Wednesday, August 28, 2013

A big data analytics pipeline-based workload specification (8 steps)

The pipeline described in 8 steps below is a typical use-case for current big data workloads. You can use it to calibrate process in your shop.

Step 1: Collect “user” interactions data and ingest them into the big data platform(s). User interaction logs are collected in time-order, closest to the systems that enable these interactions, such as web servers, call centers, or any other medium that allows such interaction. If the “user” is a machine, the syslog/sensor data collector aggregates these interaction events on local storage very near the individual collectors. These “logs” are then ingested in the big data platforms, in the same format as the collector, or with very little transformations, such as timestamp corrections. These logs are ordered according to when they were recorded, i.e., timestamping, with some granularity.

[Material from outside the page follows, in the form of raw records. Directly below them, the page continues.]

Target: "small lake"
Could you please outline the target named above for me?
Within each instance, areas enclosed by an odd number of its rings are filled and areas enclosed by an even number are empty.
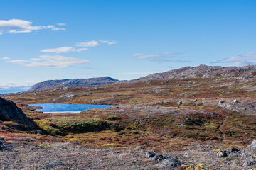
[[[31,106],[40,106],[43,108],[36,109],[36,111],[43,111],[43,113],[80,113],[82,110],[100,108],[110,108],[114,105],[90,105],[90,104],[29,104]]]

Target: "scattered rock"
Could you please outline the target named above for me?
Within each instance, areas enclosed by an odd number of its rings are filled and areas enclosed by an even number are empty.
[[[145,149],[145,148],[144,147],[142,147],[142,146],[137,146],[134,150],[144,150]]]
[[[230,149],[229,149],[228,150],[228,152],[238,152],[239,151],[238,149],[235,148],[235,147],[231,147]]]
[[[234,162],[231,164],[231,166],[239,166],[240,164],[240,163],[239,162]]]
[[[78,145],[77,145],[77,146],[75,147],[75,148],[80,149],[80,148],[82,148],[82,146],[80,145],[80,144],[78,144]]]
[[[34,128],[22,110],[17,107],[11,101],[5,100],[0,97],[0,118],[1,120],[16,120]]]
[[[221,103],[224,103],[224,101],[223,101],[223,100],[220,100],[219,101],[219,103],[221,104]]]
[[[251,154],[252,156],[256,156],[256,140],[252,141],[252,144],[247,146],[246,152]]]
[[[252,166],[252,165],[255,165],[255,163],[256,163],[256,162],[254,161],[254,160],[247,160],[247,161],[245,161],[245,162],[242,164],[242,166]]]
[[[29,132],[32,133],[32,134],[40,134],[41,135],[44,135],[44,133],[42,130],[31,130]]]
[[[125,110],[124,109],[120,109],[119,112],[125,112]]]
[[[219,151],[217,153],[217,157],[219,158],[227,157],[227,152],[225,151]]]
[[[64,164],[62,163],[61,162],[54,161],[54,162],[50,162],[50,163],[48,163],[48,164],[44,164],[41,168],[42,168],[42,169],[45,169],[45,168],[52,168],[52,167],[55,167],[55,166],[61,166],[61,165],[64,165]]]
[[[157,166],[159,166],[162,169],[171,169],[179,165],[181,165],[181,163],[174,158],[167,158],[161,163],[156,164]]]
[[[118,152],[118,151],[111,151],[109,152],[109,154],[119,154],[120,152]]]
[[[155,153],[153,151],[147,151],[146,152],[146,158],[153,157],[154,156],[155,156]]]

Step 2: Reorder the logs/events according to the entity of interest, with secondary ordering according to timestamps. Thus, a syslog collection is initially ordered by local timestamps, which is converted to global timestamp and then ordered (or sessionized) by machine identifier. Similarly, users' click/view streams are ordered initially by the website (httpd) logs, but have to be reordered and sessionized according to the end-user, identified by, say, a browser cookie or other user identification information.

Step 3: Join the “fact tables” with various other “dimension tables.” This involves parsing the event data (other than timestamp/user identification), and extracting event-specific information that forms the feature in each of the events. This is the step that incorporates the late binding feature often encountered in big data applications, since the features to be extracted may be different for different applications. For example, in a news aggregator site, this may involve distilling the URL pointing to a news item to topics in the news, or in the case of machine logs, distilling the specific machine services indicated by the log message.

Step 4: Identify events of interest that one plans to correlate with other events in the same session for each entity. In case of an ad-funded service, this target event is to identify ad-clicks; for datacenter management systems, the target events are abnormalities in the logs, such as machine failure; for Facebook-like systems, the target events are “likes”; in Twitter-like systems, the target events are re-tweets/favorites; in LinkedIn-like systems, the target events are connections being established; in various subscriber-based organizations, the target event is opening an account, signing onto notification lists, etc.

“HOWEVER, QUITE OFTEN, AN ENSEMBLE OF SIMPLE MODELS IS THE PREFERRED APPROACH.”

Step 5: Build a model for favorable/unfavorable target events based on the past session information. Various modeling techniques are employed in this step and, depending upon the sophistication of the modeling team and the platform, increasingly complex models may be built. However, quite often, an ensemble of simple models is the preferred approach.

Step 6: Score the models built in the previous step with the hold-out data. Hold-out data is part of the total dataset available for training models that is not used for training these models but only for validating these models.

Step 7: Assuming the validation step with hold-out data passed, this step is to apply the models to the initial entities, which did not result in the target event. For example, in the news aggregation site, since the target event was to click on the news item, this model-scoring step will be applied to all the users who did not click on any news event that was shown.

Step 8: Publish the model for each user to the online serving system so that the model could be applied to that user's activities in real time.

References 

  •  Benchmarking Big Data Systems and the BigData Top100 List -To cite this article: Chaitanya Baru, Milind Bhandarkar, Raghunath Nambiar, Meikel Poess, and Tilmann Rabl. Big Data. March 2013, 1(1): 60-64. doi:10.1089/big.2013.1509.